Cork council rules out buying €600k drain-clearing machine to help prevent flooding

Members of the Midleton and East Cork Flood Protection group protesting at Cork County Hall on Monday. Picture: Jim Coughlan
Cork County Council bosses have refused to buy additional machinery to clear blocked drains and gulleys around the county to help prevent flooding.
The news was given to councillors as a small number of people attended a protest outside Cork County Hall on the slowness of flood relief works in the region. The protestors came from Midleton and Mogeely in East Cork and from the North Cork village of Rathcormac.
They are concerned with the progress being made to protect nearly 900 homes and businesses which were flooded in the region during Storm Babet in October 2023.
Midleton and East Cork Flood Protection Group spokeswoman Caroline Leahy said they wanted to raise awareness of the unacceptable pace of flood prevention works, especially when it comes to installing flood gates for individual properties.
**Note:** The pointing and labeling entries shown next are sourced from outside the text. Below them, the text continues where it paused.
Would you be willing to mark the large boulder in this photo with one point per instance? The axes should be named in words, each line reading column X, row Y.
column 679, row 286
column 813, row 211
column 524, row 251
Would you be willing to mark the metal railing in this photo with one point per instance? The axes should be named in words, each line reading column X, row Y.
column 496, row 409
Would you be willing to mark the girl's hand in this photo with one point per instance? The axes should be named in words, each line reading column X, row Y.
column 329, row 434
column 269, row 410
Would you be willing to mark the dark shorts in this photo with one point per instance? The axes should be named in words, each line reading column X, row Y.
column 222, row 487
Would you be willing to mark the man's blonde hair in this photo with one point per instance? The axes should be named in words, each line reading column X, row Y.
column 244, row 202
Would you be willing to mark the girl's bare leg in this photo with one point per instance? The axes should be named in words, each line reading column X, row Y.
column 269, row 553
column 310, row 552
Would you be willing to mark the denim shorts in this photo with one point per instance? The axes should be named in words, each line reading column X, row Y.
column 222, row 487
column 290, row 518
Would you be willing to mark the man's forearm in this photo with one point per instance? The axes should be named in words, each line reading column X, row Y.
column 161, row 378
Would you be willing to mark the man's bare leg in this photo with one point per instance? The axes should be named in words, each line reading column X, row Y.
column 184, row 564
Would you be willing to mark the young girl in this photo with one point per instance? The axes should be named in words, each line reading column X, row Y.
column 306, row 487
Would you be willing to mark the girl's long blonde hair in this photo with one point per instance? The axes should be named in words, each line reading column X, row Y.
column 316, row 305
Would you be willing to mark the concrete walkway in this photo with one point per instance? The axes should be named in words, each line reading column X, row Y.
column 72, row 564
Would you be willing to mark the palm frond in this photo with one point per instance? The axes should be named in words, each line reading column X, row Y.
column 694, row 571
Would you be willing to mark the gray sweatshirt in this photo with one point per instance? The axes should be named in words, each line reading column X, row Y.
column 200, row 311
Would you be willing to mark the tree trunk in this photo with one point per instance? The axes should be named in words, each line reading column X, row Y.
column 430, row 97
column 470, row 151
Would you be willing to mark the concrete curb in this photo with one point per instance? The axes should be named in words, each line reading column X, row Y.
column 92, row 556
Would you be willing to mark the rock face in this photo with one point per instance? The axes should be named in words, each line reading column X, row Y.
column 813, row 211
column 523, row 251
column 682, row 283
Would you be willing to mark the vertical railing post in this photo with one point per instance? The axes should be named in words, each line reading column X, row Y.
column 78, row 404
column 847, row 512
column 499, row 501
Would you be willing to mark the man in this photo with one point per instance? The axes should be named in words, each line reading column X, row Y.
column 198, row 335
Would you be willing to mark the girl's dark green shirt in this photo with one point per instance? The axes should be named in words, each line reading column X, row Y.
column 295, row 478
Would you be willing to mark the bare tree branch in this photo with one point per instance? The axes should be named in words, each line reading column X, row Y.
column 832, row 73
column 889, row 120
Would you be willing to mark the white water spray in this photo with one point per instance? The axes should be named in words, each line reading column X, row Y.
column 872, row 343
To date, just 74 have been installed following a Government grant aid scheme announced nearly a year ago.
Ms Leahy said while a major project was being planned in Midleton, there are no indications about when flood prevention schemes might start in Mogeely, Castlemartyr, Killeagh, and Rathcormac.
“They're living with endless, endless, winters of no support whatsoever,” she claimed.
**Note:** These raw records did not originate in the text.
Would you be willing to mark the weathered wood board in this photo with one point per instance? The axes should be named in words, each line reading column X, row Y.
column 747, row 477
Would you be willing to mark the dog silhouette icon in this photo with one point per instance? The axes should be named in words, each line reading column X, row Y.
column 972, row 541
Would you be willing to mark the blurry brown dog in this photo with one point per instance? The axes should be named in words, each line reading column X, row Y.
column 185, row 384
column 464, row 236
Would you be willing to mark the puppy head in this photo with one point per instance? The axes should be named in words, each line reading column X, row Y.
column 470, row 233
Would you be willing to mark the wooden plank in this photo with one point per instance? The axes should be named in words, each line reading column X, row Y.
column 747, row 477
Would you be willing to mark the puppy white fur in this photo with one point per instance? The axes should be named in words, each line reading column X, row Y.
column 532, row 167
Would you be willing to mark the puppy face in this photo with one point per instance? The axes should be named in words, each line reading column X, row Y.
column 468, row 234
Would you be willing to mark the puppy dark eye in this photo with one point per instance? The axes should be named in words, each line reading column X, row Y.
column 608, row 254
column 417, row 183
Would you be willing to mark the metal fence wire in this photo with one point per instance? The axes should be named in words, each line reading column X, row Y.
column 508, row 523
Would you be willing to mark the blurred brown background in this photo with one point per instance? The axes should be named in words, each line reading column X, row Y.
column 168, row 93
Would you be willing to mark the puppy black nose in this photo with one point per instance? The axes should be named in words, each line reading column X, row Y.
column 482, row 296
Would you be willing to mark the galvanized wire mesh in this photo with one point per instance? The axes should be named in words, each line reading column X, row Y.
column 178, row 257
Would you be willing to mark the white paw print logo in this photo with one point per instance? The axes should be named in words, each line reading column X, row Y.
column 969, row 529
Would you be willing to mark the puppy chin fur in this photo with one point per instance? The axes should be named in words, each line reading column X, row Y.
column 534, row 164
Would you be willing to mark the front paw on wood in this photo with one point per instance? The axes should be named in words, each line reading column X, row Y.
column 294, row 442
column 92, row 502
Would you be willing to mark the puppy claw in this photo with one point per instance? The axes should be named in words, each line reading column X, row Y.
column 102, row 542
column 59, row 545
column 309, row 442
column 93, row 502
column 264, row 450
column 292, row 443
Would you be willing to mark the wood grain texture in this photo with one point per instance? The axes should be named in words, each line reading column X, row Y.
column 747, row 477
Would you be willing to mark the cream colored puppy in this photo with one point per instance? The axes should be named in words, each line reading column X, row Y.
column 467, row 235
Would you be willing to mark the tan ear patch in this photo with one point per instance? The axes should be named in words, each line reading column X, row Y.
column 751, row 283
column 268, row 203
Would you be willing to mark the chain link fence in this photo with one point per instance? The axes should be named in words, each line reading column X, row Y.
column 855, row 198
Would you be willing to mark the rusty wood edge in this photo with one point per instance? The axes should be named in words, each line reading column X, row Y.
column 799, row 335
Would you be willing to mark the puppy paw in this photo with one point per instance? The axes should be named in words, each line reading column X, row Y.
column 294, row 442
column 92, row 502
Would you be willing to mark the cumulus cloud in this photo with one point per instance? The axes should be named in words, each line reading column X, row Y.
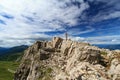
column 24, row 21
column 30, row 19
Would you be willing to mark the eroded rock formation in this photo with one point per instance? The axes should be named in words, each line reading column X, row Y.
column 62, row 59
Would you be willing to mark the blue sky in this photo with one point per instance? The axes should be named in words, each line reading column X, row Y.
column 25, row 21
Meanwhile, in the council chamber, officials proposed the council buy its own high-powered drain-cleaning machine.
It currently relies on one machine for the whole county, for which it pays a private contractor.
Independent councillor Ger Curley said a recent audit in Cobh detailed 988 known gullies and drains which get blocked at this time of the year with fallen leaves.
He maintained the current machinery the council itself owns does not have the suction capacity to clean them out of debris and this is one of the causes of towns and villages flooding.
Mr Curley said it would be more financially viable for the council, in the long run, to buy its own machines.
Fianna Fáil councillor Audrey Buckley said Glutton machines with extremely high suction power are used all over Europe to clean out drains, especially with autumn leaf falls.
She said every one of the eight municipal district councils in the region should have one, along with the far bigger one for which the council is paying a private contractor.
Fianna Fáil councillor Sheila O’Callaghan said the council was top notch when it came to salting and gritting roads during winter, but unfortunately this runs off the roads and clogs drains.
Padraig Barrett, head of the council’s road directorate, said buying a similar machine they pay the private contractor for would cost about €600,000, and he did not think doing so was value for money.